Tuesday, February 3, 2009
Super Bowl XLIII will go down as one of the greatest Super Bowls ever. But lets not get too excited and start calling it hands down the best ever.
It's human nature to call something the best ever after it just happened. The emotion and excitement are fresh in our minds.
Last summer you saw The Dark Knight and you leave the theatre saying it was the best movie you've ever seen along with the best acting performance.
You hear the latest Jay-Z, 50 cent, etc. song and immediately you consider the best song ever.
The same goes with Sunday's Super Bowl. In recent years, we have been spoiled by great Super Bowl showdowns.
Less we forget, when I was growing up, the Super Bowl meant an NFC team blowing out its AFC opponent, with the game usually over by halftime.
I grew up in the era of the 49ers and Cowboys dynasties that were far superior than the rest of the field. I grew up with the Broncos and Bills dominating the AFC only to get blown out of almost every Super Bowl they played in.
From 1980-1997, only 3 Super Bowls were decided by less than 10 points.
Of course every Steelers' fan will regard this Super Bowl as the best ever, but in the name of Terry Bradshaw are they forgetting 1979 and Super Bowl XIII? A 35-31 victory by the Steelers against a more formidable, more hated opponent-the Dallas Cowboys.
Yes, you can very easily argue that this year's Super Bowl may have been the greatest fourth quarter in the game's history, but for 3+ quarters, we really didn't miss much.
A first quarter that saw the Steelers run 19 plays to the Cardinals' 5. And yes, James Harrison's Pick 6 was incredible. But of course many will argue he was down before reaching the end zone or there was an illegal block on his return.
That Pick 6 was pretty much a 14 point swing which seemed to deflate any hope Arizona had to win the game. And with Arizona unable to do anything with the opening possession of the 2nd half, NBC cringed as I'm sure many viewers were already changing the channel are leaving their Super Bowl parties.
In fact, only 3 points were scored in the entire third period.
And then Larry Fitzgerald and the fourth quarter happened. And Ben Roethlisberger did his best Joe Montana impersonation and put together one of the greatest clutch drives in Super Bowl history.
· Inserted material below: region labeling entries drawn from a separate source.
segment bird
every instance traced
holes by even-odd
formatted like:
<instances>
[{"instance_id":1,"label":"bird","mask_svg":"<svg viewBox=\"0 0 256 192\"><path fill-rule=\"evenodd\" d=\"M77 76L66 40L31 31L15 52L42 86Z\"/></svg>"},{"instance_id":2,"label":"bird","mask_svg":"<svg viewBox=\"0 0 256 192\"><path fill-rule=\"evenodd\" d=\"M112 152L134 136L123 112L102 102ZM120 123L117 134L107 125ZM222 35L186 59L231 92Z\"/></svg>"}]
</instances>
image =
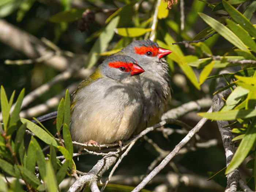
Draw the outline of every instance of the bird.
<instances>
[{"instance_id":1,"label":"bird","mask_svg":"<svg viewBox=\"0 0 256 192\"><path fill-rule=\"evenodd\" d=\"M166 110L171 88L168 65L163 57L172 52L147 39L133 41L114 54L132 57L145 71L140 75L144 98L143 112L136 133L159 123Z\"/></svg>"},{"instance_id":2,"label":"bird","mask_svg":"<svg viewBox=\"0 0 256 192\"><path fill-rule=\"evenodd\" d=\"M129 139L143 112L139 75L144 71L129 56L110 56L82 81L71 95L72 140L100 144Z\"/></svg>"}]
</instances>

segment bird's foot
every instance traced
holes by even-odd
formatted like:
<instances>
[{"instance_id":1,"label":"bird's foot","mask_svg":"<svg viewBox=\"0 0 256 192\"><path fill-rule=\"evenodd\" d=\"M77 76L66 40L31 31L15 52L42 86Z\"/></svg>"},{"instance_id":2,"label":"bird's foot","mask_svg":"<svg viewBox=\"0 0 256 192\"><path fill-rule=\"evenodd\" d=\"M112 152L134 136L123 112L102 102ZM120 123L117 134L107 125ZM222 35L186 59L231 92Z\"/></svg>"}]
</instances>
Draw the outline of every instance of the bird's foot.
<instances>
[{"instance_id":1,"label":"bird's foot","mask_svg":"<svg viewBox=\"0 0 256 192\"><path fill-rule=\"evenodd\" d=\"M88 146L88 145L89 144L91 144L94 147L99 147L99 150L101 150L101 146L99 145L99 143L97 142L94 141L94 140L93 140L92 139L91 139L89 141L86 142L85 143L84 143L84 144L86 145L87 146ZM80 148L78 150L78 153L81 153L82 152L82 151L83 150L83 149L84 149L86 147L83 147Z\"/></svg>"},{"instance_id":2,"label":"bird's foot","mask_svg":"<svg viewBox=\"0 0 256 192\"><path fill-rule=\"evenodd\" d=\"M122 151L122 142L119 140L118 141L118 143L119 144L119 147L120 147L120 151Z\"/></svg>"},{"instance_id":3,"label":"bird's foot","mask_svg":"<svg viewBox=\"0 0 256 192\"><path fill-rule=\"evenodd\" d=\"M99 150L101 150L101 146L99 145L99 144L97 142L94 141L94 140L93 140L92 139L91 139L89 141L87 141L87 142L86 142L84 144L86 145L87 145L87 146L88 146L88 144L91 144L93 146L94 146L94 147L99 147Z\"/></svg>"}]
</instances>

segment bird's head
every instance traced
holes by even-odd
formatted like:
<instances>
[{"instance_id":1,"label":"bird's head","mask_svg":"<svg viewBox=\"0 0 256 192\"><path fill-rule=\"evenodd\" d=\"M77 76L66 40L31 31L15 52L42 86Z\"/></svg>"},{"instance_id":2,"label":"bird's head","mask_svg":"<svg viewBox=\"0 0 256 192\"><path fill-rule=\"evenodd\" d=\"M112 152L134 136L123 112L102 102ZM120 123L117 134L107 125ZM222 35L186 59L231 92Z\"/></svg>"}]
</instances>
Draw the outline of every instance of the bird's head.
<instances>
[{"instance_id":1,"label":"bird's head","mask_svg":"<svg viewBox=\"0 0 256 192\"><path fill-rule=\"evenodd\" d=\"M145 72L134 59L126 55L110 56L101 65L101 71L103 75L117 80L121 80Z\"/></svg>"},{"instance_id":2,"label":"bird's head","mask_svg":"<svg viewBox=\"0 0 256 192\"><path fill-rule=\"evenodd\" d=\"M157 63L161 58L172 51L159 47L156 42L149 39L135 41L116 54L124 54L134 59L146 71L152 69L153 63Z\"/></svg>"}]
</instances>

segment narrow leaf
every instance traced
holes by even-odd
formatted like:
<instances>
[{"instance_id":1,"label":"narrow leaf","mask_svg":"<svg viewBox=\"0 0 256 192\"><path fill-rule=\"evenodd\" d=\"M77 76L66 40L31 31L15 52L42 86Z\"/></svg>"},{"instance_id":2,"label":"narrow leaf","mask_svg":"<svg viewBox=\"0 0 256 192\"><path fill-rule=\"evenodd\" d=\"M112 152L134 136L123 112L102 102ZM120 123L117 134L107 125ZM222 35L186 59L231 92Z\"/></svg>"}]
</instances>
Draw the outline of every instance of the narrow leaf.
<instances>
[{"instance_id":1,"label":"narrow leaf","mask_svg":"<svg viewBox=\"0 0 256 192\"><path fill-rule=\"evenodd\" d=\"M229 19L226 19L226 21L229 28L239 37L244 44L256 53L256 43L252 39L252 37L248 34L248 32L239 24L237 24L233 21Z\"/></svg>"},{"instance_id":2,"label":"narrow leaf","mask_svg":"<svg viewBox=\"0 0 256 192\"><path fill-rule=\"evenodd\" d=\"M41 184L34 173L20 165L18 165L17 166L20 171L22 177L33 187L36 188Z\"/></svg>"},{"instance_id":3,"label":"narrow leaf","mask_svg":"<svg viewBox=\"0 0 256 192\"><path fill-rule=\"evenodd\" d=\"M126 27L114 29L114 31L117 34L128 37L135 37L141 36L151 30L151 28L144 29L138 27Z\"/></svg>"},{"instance_id":4,"label":"narrow leaf","mask_svg":"<svg viewBox=\"0 0 256 192\"><path fill-rule=\"evenodd\" d=\"M61 22L71 22L81 18L83 14L87 8L72 8L69 10L64 11L52 15L49 20L54 23Z\"/></svg>"},{"instance_id":5,"label":"narrow leaf","mask_svg":"<svg viewBox=\"0 0 256 192\"><path fill-rule=\"evenodd\" d=\"M230 111L213 112L212 113L202 112L197 113L201 117L212 120L235 120L238 118L249 118L256 116L256 110L231 110Z\"/></svg>"},{"instance_id":6,"label":"narrow leaf","mask_svg":"<svg viewBox=\"0 0 256 192\"><path fill-rule=\"evenodd\" d=\"M64 119L63 124L66 124L68 127L69 126L70 121L70 98L68 90L67 89L65 97L65 103L64 103Z\"/></svg>"},{"instance_id":7,"label":"narrow leaf","mask_svg":"<svg viewBox=\"0 0 256 192\"><path fill-rule=\"evenodd\" d=\"M225 9L234 20L240 24L240 25L248 31L251 35L256 38L256 29L250 21L225 0L223 0L222 4ZM243 50L242 49L240 49Z\"/></svg>"},{"instance_id":8,"label":"narrow leaf","mask_svg":"<svg viewBox=\"0 0 256 192\"><path fill-rule=\"evenodd\" d=\"M54 147L51 145L50 148L50 161L52 163L54 173L57 170L57 162L56 159L56 151Z\"/></svg>"},{"instance_id":9,"label":"narrow leaf","mask_svg":"<svg viewBox=\"0 0 256 192\"><path fill-rule=\"evenodd\" d=\"M24 118L20 118L20 121L22 123L26 124L28 129L42 140L49 145L52 144L56 147L58 146L55 139L39 126Z\"/></svg>"},{"instance_id":10,"label":"narrow leaf","mask_svg":"<svg viewBox=\"0 0 256 192\"><path fill-rule=\"evenodd\" d=\"M23 98L24 97L25 94L25 89L23 88L20 91L19 95L18 98L17 99L17 101L16 101L16 103L15 103L14 108L12 112L12 114L10 118L10 125L17 122L19 120L19 114L20 110L20 107L21 106L21 104L22 102L22 100L23 100Z\"/></svg>"},{"instance_id":11,"label":"narrow leaf","mask_svg":"<svg viewBox=\"0 0 256 192\"><path fill-rule=\"evenodd\" d=\"M46 161L45 159L45 156L36 139L33 136L31 137L31 139L33 141L35 147L37 151L37 163L38 166L39 173L41 176L41 178L44 179L46 175L45 171Z\"/></svg>"},{"instance_id":12,"label":"narrow leaf","mask_svg":"<svg viewBox=\"0 0 256 192\"><path fill-rule=\"evenodd\" d=\"M64 99L62 98L60 101L58 108L58 113L56 121L56 128L57 132L60 132L60 128L63 121L64 116Z\"/></svg>"},{"instance_id":13,"label":"narrow leaf","mask_svg":"<svg viewBox=\"0 0 256 192\"><path fill-rule=\"evenodd\" d=\"M47 191L49 192L59 191L55 174L50 161L48 161L46 163L46 176L44 180L45 182Z\"/></svg>"},{"instance_id":14,"label":"narrow leaf","mask_svg":"<svg viewBox=\"0 0 256 192\"><path fill-rule=\"evenodd\" d=\"M200 85L201 85L204 82L206 78L210 75L212 69L214 64L214 61L212 61L209 64L205 66L202 70L199 77L199 84Z\"/></svg>"},{"instance_id":15,"label":"narrow leaf","mask_svg":"<svg viewBox=\"0 0 256 192\"><path fill-rule=\"evenodd\" d=\"M67 124L63 125L63 138L65 142L65 146L66 148L70 154L71 157L73 155L73 144L72 139L70 135L70 132L68 129Z\"/></svg>"},{"instance_id":16,"label":"narrow leaf","mask_svg":"<svg viewBox=\"0 0 256 192\"><path fill-rule=\"evenodd\" d=\"M225 174L236 169L244 161L256 139L256 118L254 118L249 126L244 138L238 146L230 164L227 168Z\"/></svg>"},{"instance_id":17,"label":"narrow leaf","mask_svg":"<svg viewBox=\"0 0 256 192\"><path fill-rule=\"evenodd\" d=\"M14 172L14 168L11 163L0 159L0 167L1 169L8 174L15 177L18 176Z\"/></svg>"},{"instance_id":18,"label":"narrow leaf","mask_svg":"<svg viewBox=\"0 0 256 192\"><path fill-rule=\"evenodd\" d=\"M1 109L3 116L3 122L4 123L4 131L6 131L8 120L10 115L10 108L8 105L8 99L4 87L1 86L0 90L0 100L1 100Z\"/></svg>"},{"instance_id":19,"label":"narrow leaf","mask_svg":"<svg viewBox=\"0 0 256 192\"><path fill-rule=\"evenodd\" d=\"M114 32L114 29L117 27L119 22L119 16L113 19L108 24L97 39L89 54L86 66L90 68L93 66L100 57L95 53L105 51L112 39Z\"/></svg>"},{"instance_id":20,"label":"narrow leaf","mask_svg":"<svg viewBox=\"0 0 256 192\"><path fill-rule=\"evenodd\" d=\"M35 171L36 161L36 150L33 141L30 140L27 153L26 167L32 173Z\"/></svg>"},{"instance_id":21,"label":"narrow leaf","mask_svg":"<svg viewBox=\"0 0 256 192\"><path fill-rule=\"evenodd\" d=\"M69 160L66 161L62 165L62 166L60 167L60 169L56 174L56 178L57 178L58 185L59 185L65 178L69 163Z\"/></svg>"},{"instance_id":22,"label":"narrow leaf","mask_svg":"<svg viewBox=\"0 0 256 192\"><path fill-rule=\"evenodd\" d=\"M209 25L230 43L244 51L249 50L244 43L232 31L223 24L202 13L198 13L199 16Z\"/></svg>"}]
</instances>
Again, this was the best defense in the NFL going against a 9 win team. A team that limped into the post season. A team many thought didn't even deserve to be in the playoffs.
It was the Pittsburgh Steelers, rich in history and winning, against...the Arizona Cardinals, the red headed step child of the NFL.
The Patriots, Jets, Bears, Cowboys and Buccaneers each had at least 9 wins but failed to make the playoffs.
The Cardinals gave up 56 points to the Jets, 48 to the Eagles, and 47 to the Patriots. That's 151 points allowed in just 3 games.
The Pittsburgh Steelers gave up 223 in 16 games!
When it comes to great Super Bowls, yeah, this one makes the list, but how soon we forget.
In recent memory:
Last year's Giants/Patriots. 19-0 on the line and Eli Manning's scramble and pass/David Tyree's improbable catch-the best play in Super Bowl history.
How about any of New England's three Super Bowl wins?-All decided by 3 points.
Kurt Warner's only Super Bowl ring-2000 victory over Tennessee with the Titans falling one yard short on the final play!
1998-Broncos/Packers-one for the ages as two of the best quarterbacks of the era duke it out with Elway finally winning the big one. And who could ever forget his run on third down and making like a helicopter spinning for the first down.
1991-Giants/Bills (maybe my personal favorite)-Backup QB Jeff Hostetler leading the G-Men to an improbable victory and the game ending with Scott Norwood's missed field goal which denied Jim Kelly, Thurman Thomas, Bruce Smith, Andre Reed and Co. their one sure shot of a ring.
1989-Bengals/49ers II-Joe Montanta to John Taylor with 34 seconds capping a 92 yard game winning drive.